A series of spectacular murders by Islamic militants in Algeria in recent weeks and growing attacks on vital targets in the capital are stirring concern that a showdown may be shaping up in the North African country.
Newspapers in France and Britain reported Tuesday that a senior intelligence officer in the Algerian army was shot to death along with two bodyguards and his driver Sunday in an Algiers suburb. There was no official confirmation of the killings, but the army man would be the highest-ranking officer to have been killed by militants in Algeria since a military-backed coup set off an Islamic revolt three years ago.
Islamic militants also have taken responsibility for blowing up three vital bridges in and around Algiers and killing at least 11 well-known figures in the arts and civil affairs in the last week.
Among them were the director of the national theater, a composer of Arab music and a leader of the feminist movement.

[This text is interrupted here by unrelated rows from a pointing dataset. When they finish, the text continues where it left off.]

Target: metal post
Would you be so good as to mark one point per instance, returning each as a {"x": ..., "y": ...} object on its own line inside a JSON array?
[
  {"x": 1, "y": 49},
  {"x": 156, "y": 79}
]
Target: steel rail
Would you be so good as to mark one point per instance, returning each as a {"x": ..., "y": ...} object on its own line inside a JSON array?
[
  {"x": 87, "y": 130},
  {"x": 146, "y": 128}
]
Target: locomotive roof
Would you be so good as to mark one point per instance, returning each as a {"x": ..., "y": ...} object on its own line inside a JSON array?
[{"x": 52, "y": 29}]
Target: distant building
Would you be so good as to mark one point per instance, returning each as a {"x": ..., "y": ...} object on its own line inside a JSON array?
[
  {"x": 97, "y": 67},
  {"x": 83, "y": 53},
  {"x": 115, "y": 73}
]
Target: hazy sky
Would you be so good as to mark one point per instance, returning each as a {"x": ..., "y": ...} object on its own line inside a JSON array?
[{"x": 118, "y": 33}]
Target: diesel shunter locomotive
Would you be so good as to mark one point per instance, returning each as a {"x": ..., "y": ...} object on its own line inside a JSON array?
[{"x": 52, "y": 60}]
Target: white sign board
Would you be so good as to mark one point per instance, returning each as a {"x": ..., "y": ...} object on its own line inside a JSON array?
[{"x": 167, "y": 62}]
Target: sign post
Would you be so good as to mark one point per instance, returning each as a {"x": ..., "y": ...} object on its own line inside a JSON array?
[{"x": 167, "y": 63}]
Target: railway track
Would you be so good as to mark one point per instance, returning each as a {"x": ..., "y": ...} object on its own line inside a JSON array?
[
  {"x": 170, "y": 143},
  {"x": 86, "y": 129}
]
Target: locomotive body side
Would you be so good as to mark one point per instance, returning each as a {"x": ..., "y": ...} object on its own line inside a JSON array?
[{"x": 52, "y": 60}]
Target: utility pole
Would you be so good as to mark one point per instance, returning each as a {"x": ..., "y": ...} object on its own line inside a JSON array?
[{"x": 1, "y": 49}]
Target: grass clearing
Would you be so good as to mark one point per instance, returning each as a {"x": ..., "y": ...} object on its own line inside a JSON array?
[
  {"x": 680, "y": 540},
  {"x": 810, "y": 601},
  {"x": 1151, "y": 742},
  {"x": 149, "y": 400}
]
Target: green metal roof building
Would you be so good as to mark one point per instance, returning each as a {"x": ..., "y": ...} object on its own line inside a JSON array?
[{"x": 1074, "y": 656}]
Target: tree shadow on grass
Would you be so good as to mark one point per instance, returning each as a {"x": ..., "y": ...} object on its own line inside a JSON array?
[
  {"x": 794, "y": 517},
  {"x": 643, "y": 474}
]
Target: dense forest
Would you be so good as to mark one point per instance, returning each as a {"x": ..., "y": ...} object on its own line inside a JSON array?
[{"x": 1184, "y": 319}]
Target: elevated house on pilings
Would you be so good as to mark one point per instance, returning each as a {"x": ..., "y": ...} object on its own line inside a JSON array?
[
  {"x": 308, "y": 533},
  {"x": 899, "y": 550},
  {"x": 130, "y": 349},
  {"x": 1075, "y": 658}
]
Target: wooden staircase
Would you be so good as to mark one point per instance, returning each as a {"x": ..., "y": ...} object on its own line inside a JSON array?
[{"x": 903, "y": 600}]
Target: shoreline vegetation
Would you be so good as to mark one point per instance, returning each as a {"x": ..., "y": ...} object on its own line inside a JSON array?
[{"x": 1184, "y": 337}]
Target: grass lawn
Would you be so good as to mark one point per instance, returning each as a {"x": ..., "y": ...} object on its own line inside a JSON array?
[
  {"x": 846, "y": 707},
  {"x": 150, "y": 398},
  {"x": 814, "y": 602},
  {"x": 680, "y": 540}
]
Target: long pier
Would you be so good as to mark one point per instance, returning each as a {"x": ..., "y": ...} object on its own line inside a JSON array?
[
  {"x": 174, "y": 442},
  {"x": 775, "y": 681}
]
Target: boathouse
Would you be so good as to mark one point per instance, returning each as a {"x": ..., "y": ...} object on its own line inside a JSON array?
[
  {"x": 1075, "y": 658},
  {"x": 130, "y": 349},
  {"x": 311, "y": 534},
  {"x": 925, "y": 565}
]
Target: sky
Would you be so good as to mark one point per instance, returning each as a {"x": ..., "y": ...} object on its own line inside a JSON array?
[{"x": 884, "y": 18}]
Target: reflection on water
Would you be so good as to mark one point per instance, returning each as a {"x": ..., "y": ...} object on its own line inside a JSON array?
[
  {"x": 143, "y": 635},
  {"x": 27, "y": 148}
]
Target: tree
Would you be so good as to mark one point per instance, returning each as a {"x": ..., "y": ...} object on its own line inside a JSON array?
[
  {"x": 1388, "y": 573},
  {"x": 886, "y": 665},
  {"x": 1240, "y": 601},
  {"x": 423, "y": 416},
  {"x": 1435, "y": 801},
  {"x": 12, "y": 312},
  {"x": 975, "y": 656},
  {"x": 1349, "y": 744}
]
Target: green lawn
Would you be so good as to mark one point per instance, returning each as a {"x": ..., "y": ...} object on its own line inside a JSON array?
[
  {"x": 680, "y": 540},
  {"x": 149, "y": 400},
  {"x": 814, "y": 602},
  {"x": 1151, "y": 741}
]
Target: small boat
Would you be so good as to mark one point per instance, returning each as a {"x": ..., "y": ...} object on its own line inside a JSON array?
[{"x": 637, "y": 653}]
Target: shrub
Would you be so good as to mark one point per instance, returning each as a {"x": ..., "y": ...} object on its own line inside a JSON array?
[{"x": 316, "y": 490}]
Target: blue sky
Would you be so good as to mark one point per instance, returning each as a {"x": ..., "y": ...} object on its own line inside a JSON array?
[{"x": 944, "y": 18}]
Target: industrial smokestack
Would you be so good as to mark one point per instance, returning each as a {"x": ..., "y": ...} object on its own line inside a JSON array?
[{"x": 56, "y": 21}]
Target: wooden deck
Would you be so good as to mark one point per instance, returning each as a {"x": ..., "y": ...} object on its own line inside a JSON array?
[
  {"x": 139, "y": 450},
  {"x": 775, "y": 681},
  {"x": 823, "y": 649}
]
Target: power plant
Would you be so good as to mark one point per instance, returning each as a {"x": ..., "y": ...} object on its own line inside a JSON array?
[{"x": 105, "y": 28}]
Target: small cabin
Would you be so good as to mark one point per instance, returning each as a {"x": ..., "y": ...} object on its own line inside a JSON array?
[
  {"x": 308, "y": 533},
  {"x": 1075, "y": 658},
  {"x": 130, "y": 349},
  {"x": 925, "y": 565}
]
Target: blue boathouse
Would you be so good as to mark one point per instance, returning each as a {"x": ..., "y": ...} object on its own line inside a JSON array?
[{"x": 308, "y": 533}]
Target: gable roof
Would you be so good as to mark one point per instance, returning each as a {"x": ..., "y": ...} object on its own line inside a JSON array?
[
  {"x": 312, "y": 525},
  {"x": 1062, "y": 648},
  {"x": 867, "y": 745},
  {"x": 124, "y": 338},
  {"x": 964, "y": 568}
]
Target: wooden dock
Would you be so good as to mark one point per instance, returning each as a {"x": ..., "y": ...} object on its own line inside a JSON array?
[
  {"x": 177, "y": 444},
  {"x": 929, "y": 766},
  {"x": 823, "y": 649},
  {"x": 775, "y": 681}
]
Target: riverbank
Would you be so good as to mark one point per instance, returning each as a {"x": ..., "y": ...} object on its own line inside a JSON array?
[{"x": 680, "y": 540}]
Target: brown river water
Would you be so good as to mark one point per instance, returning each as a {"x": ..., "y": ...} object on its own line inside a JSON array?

So far, the oil industry, crucial to the country’s flagging economy, has been spared. But diplomats and experts on Algerian affairs say the security situation seems to be spinning out of control, raising the prospect of all-out guerrilla war.
European governments - particularly in France, which, as Algeria’s former colonial ruler, has a large population of North Africans - are expressing nervousness and confusion over the rapid deterioration in security.
French President Francois Mitterrand urged the Algerian government this month to lay down its arms and negotiate with the help of European mediators, but the Algerian leadership rebuffed that notion as outside interference in its internal affairs.
Diplomats say ouster of Algeria’s military-dominated government could destabilize neighboring Morocco and Tunisia, leaving Europe to face a phalanx of Islamic states just across the Mediterranean modeled politically after Iran.